I am writing this update as an 18-year-old patient diagnosed with Emotionally Unstable Personality Disorder (EUPD) after another deeply disappointing meeting with the Deccrau Newydd DBT Team to discuss the reasons behind the neglient letter sent to me last week with a decision to deny me the essential treatment I need. Unfortunately, this meeting was a complete failure and did not give me any further clarity.
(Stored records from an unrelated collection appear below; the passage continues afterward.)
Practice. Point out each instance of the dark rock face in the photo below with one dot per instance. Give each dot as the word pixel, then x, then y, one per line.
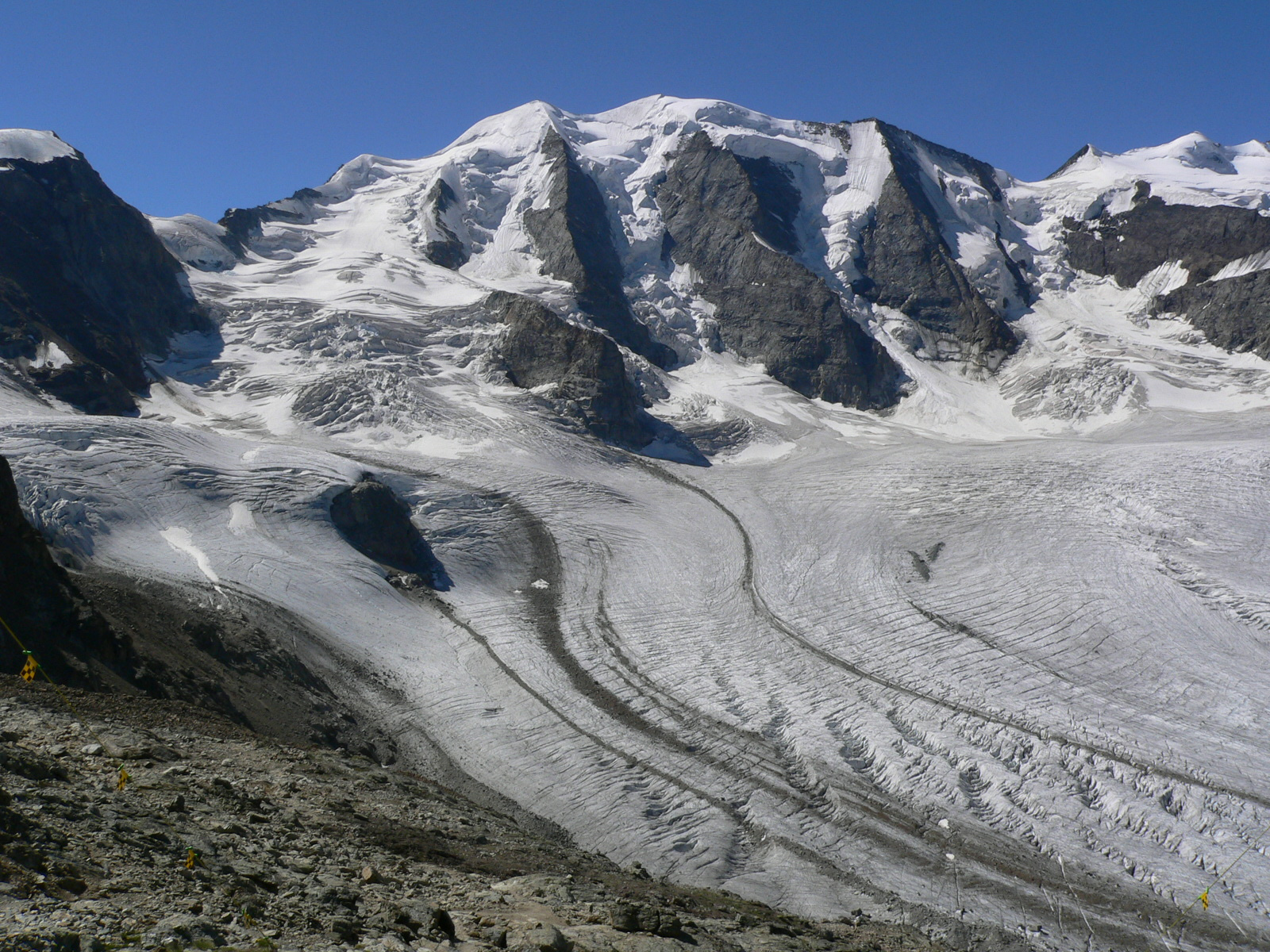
pixel 907 264
pixel 1153 232
pixel 116 634
pixel 733 221
pixel 575 239
pixel 448 251
pixel 376 522
pixel 42 606
pixel 1233 313
pixel 584 366
pixel 83 271
pixel 243 225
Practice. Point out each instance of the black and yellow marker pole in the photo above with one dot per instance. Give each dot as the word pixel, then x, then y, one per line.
pixel 31 668
pixel 1203 898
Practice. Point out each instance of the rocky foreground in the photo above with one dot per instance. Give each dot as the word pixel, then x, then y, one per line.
pixel 311 850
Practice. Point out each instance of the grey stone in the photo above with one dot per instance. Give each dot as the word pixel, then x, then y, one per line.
pixel 376 522
pixel 732 221
pixel 83 270
pixel 908 266
pixel 575 239
pixel 584 367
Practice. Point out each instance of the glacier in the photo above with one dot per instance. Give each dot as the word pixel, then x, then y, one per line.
pixel 996 654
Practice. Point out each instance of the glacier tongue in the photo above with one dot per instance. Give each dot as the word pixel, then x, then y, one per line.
pixel 996 651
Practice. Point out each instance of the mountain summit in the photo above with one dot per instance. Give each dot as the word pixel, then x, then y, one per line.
pixel 798 508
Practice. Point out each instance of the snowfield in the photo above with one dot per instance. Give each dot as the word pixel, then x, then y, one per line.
pixel 1003 651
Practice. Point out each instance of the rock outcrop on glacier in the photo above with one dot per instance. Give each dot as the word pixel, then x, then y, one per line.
pixel 965 609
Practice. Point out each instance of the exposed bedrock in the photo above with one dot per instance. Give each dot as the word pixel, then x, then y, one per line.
pixel 376 522
pixel 444 245
pixel 1128 245
pixel 243 226
pixel 87 289
pixel 114 632
pixel 575 239
pixel 907 264
pixel 732 221
pixel 42 607
pixel 583 367
pixel 1233 313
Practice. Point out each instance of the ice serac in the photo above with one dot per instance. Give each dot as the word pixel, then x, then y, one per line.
pixel 730 221
pixel 575 239
pixel 583 368
pixel 86 286
pixel 907 263
pixel 376 522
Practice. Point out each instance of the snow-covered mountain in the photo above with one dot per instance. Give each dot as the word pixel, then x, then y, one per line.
pixel 821 512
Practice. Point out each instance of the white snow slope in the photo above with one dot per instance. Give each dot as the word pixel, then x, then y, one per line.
pixel 1003 651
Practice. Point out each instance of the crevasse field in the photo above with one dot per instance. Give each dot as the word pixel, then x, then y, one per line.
pixel 1003 651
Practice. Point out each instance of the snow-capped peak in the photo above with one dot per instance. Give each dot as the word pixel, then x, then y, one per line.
pixel 33 146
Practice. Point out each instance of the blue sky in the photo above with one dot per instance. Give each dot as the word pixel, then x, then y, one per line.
pixel 202 106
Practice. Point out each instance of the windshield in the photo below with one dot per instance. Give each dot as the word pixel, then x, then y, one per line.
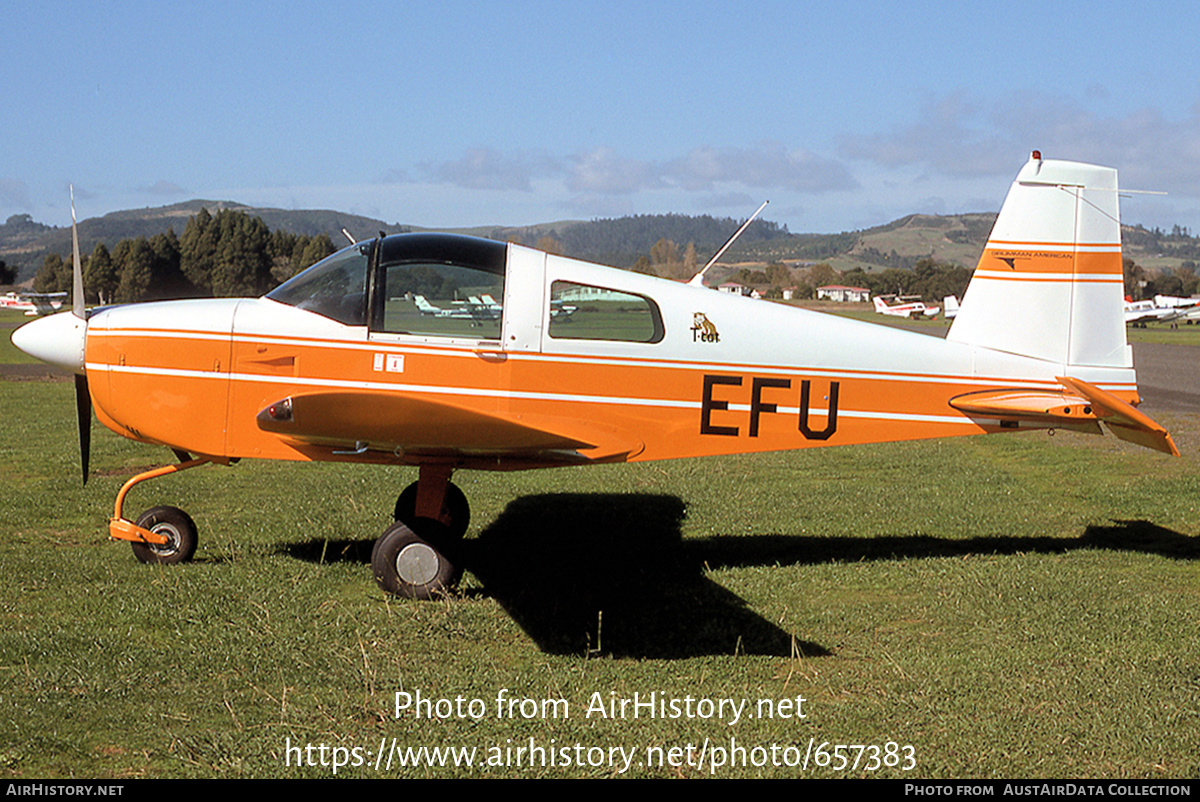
pixel 335 287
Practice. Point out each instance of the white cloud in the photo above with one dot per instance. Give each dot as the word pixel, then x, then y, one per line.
pixel 485 168
pixel 766 166
pixel 13 192
pixel 165 189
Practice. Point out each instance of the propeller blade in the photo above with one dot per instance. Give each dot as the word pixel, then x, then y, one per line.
pixel 83 417
pixel 77 268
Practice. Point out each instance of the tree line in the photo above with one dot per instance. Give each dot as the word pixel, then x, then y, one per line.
pixel 226 255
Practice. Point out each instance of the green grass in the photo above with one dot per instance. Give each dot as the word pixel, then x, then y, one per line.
pixel 1011 606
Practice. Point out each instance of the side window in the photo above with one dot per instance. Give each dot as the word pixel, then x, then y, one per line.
pixel 448 300
pixel 585 312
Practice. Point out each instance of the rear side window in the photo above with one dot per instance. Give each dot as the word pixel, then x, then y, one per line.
pixel 586 312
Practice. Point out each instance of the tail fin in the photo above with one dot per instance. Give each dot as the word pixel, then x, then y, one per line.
pixel 1049 283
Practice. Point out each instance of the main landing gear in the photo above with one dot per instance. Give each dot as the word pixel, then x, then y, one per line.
pixel 420 555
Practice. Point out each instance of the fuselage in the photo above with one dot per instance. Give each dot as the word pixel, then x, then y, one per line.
pixel 645 369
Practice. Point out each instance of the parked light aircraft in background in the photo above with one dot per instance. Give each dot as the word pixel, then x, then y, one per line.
pixel 951 307
pixel 904 306
pixel 337 365
pixel 1162 309
pixel 34 303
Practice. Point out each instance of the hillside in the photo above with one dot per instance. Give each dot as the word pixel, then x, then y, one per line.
pixel 621 241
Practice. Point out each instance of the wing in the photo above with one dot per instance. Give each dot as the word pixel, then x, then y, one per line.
pixel 417 426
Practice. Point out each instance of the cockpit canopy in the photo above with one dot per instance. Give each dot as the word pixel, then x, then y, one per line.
pixel 424 283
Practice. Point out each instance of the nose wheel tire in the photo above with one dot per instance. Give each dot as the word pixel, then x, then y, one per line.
pixel 173 524
pixel 414 563
pixel 455 508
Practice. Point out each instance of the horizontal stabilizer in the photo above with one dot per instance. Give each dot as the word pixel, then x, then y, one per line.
pixel 1123 419
pixel 1075 406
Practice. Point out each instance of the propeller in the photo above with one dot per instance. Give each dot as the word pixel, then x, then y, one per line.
pixel 83 396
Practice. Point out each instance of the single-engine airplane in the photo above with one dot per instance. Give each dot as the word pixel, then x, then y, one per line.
pixel 904 306
pixel 337 365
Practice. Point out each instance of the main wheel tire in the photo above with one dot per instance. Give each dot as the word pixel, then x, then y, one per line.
pixel 415 566
pixel 455 507
pixel 173 524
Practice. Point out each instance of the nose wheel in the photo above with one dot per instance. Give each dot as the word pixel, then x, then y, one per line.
pixel 169 522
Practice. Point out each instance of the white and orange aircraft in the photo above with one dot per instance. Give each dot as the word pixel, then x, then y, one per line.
pixel 340 364
pixel 904 306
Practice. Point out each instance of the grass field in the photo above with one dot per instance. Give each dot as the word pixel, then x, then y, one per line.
pixel 1008 606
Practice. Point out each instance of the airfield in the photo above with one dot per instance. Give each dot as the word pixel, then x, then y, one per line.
pixel 1023 606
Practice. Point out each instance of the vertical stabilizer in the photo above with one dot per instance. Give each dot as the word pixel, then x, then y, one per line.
pixel 1049 283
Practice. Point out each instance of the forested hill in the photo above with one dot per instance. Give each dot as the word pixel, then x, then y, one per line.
pixel 623 241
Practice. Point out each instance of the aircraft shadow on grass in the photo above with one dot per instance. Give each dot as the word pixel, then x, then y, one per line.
pixel 611 573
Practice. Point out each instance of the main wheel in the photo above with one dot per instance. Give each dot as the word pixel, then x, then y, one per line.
pixel 415 566
pixel 455 507
pixel 173 524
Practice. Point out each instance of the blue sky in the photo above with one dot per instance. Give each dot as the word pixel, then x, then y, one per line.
pixel 454 114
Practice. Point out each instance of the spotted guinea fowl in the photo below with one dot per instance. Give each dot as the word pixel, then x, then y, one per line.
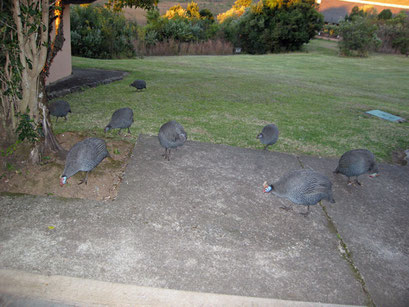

❌️ Professional conduct expected as per HCPC regulations neglected
❌️ NICE guidelines dismissed
❌️ Royal College of Psychiatrists guidelines dismissed
❌️ EUPD diagnosis backed up by several psychiatrists dismissed
❌️ Sixth months worth of psychiatric assessment and two psychologist reports dismissed
❌️ 800+ pages worth of medical records since Feburary dismissed
❌️ DBT recommendations by multiple psychiatrists dismissed
❌️ My opinions on my care needs and preference for DBT treatment dismissed
❌️ My concerns surronding bias and age discrimination by the service in breach of the Equalities act 2010 dismissed
❌️ Risks associated with failure to provide treatment including further suicide attempts and pronlonged hospitalised dismissed
❌️ My distress and suicide attempts caused directly by their own decisions to deny DBT, anxieties around getting 'help', and their poor conduct dismissed
❌️ Own healthboard policy for access to DBT as per recent prevention of Future deaths reports dismissed
Despite multiple clear professional diagnoses and the urgent need for Dialectical Behaviour Therapy (DBT), I am still being denied appropriate treatment. The ongoing failures I face are not only personally devastating but also demonstrate serious breaches of national clinical guidelines and the policies of Swansea Bay University Health Board (SBUHB).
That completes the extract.